Her iki temel ihtiyacın da karşılandığı bu ilişkinin temeli çocuklukta atılır. Çocuk hayata yeni gelmiş, öylesine meraklıdır. Dünyayla beraber kendisini de tanıyacak, neler yapabileceğini, neler yapmak istediğini görecektir. Deneyecek çok şey vardır, zaman ise sınırlı. Ama çocuğun her aklına eseni dilediği gibi yapmaya kalkması kendisi için tehlikeli olabileceği gibi, başkalarına da zarar verebilir. Dolayısıyla sınırlara işaret etmek ebeveynin sadece görevi değil, önemli de bir sorumluluğudur.

Çocuğa sınırları öğretirken güç kullanmayı seçebilir ebeveyn. Elbette güçlüdür ve bunun farkındadır. Bilinmezler ve tehlikelerle dolu bu dünyada onu koruyup kollayacak ana-babası olmadan çocuğun hayatta kalması nasıl mümkün olabilir? Ebeveyn gücünü kendisini seven ve kaybetmekten korkan çocuğun bu zayıflık ve çaresizliğinden alır. İsterse tehdit ederek, isterse uzaklaşıp sevgisini esirgeyerek veya çocuğu değersizleştirerek, yani pek çok farklı şekilde çocuğun sinmesini ve kuralları bellemesini sağlayabilir. Bunu yaparsa çocuk sorgusuz, sualsiz itaat edecek, sorun çıkarmayacaktır. Hatta evde böyle baskıcı bir sistem oturtursa, tek tek her çocuğuyla uğraşma zahmetine de girmeyecektir, aynı otoriter okul müdürlerinin yaptığı gibi. Ancak bu ortamda büyüyen çocuk mutlu ve ruhsal açıdan sağlıklı olmaz. Ya kendi ayakları üstünde durup sorumluluk alamayan, bağımlı, depresif, kaygılı bir çocuk olur veya her şeye ve herkese öfke duyan, uzak, yıkıcı ve saldırgan. Çocuk tüm gücünü ya iç ya dış yıkıma harcar, ya kendine zarar verir ya çevresine.

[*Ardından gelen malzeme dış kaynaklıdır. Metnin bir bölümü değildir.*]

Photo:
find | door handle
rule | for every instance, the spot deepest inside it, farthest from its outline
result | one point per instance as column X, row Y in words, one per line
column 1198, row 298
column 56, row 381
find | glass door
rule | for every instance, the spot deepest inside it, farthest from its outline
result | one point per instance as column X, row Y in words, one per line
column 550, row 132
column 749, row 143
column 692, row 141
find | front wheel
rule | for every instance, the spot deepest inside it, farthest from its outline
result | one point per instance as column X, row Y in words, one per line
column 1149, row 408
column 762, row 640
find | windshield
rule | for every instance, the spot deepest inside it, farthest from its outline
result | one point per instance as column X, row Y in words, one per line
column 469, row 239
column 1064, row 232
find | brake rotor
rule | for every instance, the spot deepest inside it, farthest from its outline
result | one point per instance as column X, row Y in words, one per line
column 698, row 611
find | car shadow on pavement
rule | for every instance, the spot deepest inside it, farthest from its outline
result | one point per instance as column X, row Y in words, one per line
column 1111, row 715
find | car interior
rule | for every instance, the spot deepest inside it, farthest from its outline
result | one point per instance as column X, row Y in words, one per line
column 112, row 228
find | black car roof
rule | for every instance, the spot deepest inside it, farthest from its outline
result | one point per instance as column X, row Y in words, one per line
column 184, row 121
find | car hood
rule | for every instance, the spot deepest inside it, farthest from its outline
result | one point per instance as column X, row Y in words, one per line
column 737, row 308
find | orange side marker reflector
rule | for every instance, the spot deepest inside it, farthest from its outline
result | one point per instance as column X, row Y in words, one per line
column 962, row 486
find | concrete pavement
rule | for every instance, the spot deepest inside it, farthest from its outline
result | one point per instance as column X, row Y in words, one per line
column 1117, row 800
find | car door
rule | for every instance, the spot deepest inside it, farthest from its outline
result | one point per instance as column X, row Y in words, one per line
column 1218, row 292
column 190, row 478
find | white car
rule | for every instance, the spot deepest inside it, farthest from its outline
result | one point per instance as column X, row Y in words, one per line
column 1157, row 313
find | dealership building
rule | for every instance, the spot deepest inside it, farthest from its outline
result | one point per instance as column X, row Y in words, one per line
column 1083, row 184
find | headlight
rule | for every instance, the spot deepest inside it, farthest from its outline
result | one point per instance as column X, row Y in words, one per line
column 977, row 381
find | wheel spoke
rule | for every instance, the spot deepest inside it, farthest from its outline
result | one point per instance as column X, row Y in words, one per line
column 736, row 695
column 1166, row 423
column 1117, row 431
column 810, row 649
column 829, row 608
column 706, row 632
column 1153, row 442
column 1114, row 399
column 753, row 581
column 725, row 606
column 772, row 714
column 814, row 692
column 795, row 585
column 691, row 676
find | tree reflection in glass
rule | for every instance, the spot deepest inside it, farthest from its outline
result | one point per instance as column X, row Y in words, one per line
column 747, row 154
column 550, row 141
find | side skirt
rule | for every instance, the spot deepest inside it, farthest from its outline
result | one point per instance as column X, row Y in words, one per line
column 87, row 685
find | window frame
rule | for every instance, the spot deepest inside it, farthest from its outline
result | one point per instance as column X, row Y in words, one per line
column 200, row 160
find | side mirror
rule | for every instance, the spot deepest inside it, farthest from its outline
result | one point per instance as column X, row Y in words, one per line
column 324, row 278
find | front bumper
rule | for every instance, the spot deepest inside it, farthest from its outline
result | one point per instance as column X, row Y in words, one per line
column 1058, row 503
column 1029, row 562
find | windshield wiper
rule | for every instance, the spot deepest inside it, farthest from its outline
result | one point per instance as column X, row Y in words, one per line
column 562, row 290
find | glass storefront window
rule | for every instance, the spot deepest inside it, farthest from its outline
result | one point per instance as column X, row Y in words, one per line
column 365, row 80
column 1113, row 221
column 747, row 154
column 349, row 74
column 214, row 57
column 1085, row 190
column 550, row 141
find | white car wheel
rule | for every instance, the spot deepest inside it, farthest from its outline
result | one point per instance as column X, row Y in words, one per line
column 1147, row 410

İdeal olarak ebeveynin istediği, sevgi ve kabul görmenin verdiği güven hissiyle hareket eden, gelişen, mutlu ve sağlıklı bir çocuk yetiştirmektir. Bunun için çocuğuna sınırları öğretirken güç kullanmak yerine, şefkat, hoşgörü ve sabırla açıklama yapar. Kendi geçtiği yolları anlatır, çocuğuna yön gösterir. Hayata hazırlamak için ona rehberlik eder. Ve bunları yaparken çocuğun yaşam sevincini besler. Bu ortamda büyüyen çocuk (ve toplum) gücünü yıkmak için değil, yapmak için kullanır.

23 Nisan, bağımsız olmak için büyük mücadele vermiş bir toplumun sesini açıkça duyurduğu gündür. O yüzden Mustafa Kemal Atatürk’ün bugünü çocuklara bayram ilan etmesine şaşmamak gerekir. Bize düşen bu çocuğun mutlu ve sağlıklı olması için temel ihtiyaçlarını karşılamak, sevgi, saygı, dayanışma içinde özgür bir toplum olarak büyüyüp gelişmesini sağlamak.